Computerworld

Intel's next mobile chip prepped for sampling

Intel is getting ready to ship its next low-power mobile-phone chip for sampling.
  • Agam Shah (IDG News Service)
  • 21 August, 2008 07:51

Intel on Wednesday said its next low-power chip for mobile phones is being readied for sampling -- progress for the chip maker that has big plans in the mobile space.

Intel showed off a wafer with chips based on the Moorestown platform and is working quickly to get the chips to manufacturing so they can be tested more widely, said Anand Chandrasekher, senior vice president and general manager of the ultra-mobility group at Intel, during a keynote speech on Wednesday at the Intel Developer Forum in San Francisco.

With a hoped-for release date before 2010, Chandrasekher said the new chips will reduce power consumption by up to 10 times compared to Intel's current processors for handheld computers. They will also bring more computing applications and a full high-definition content experience to those devices.

At the heart of the Moorestown platform will be a system-on-chip code-named Lincroft, which will integrate a graphics, video and memory controller on a single chip.

More information about Moorestown will be revealed as the release date comes closer, Chandrasekher said.

Intel currently develops Atom chips for handheld computers, which have shipped in products like mobile Internet devices from vendors including Clarion and Lenovo. Intel has another version of the Atom processor for low-cost PCs and desktops.

After a snapshot of an OQO handheld with an Atom chip surfaced on UMPC Portal, a mobile-computing blog, rumors swirled on Tuesday that the mobile PC maker would use the chip in a future device. However, OQO's CEO Dennis Moore dodged the rumor, saying the device was just a prototype, not a product announcement. It was displayed at IDF.
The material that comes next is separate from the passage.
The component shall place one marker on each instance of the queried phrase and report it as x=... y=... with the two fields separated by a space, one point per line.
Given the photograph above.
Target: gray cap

Chandrasekher demonstrated a number of software and hardware enhancements to the Atom chip for MIDs. He showed off a ruggedized MID from Panasonic that has eight hours of battery life, and another MID that could fully decode high-definition content, calling it the first such device in the world.

The full Internet experience is coming to MIDs and Intel is working to improve that, Chandrasekher said.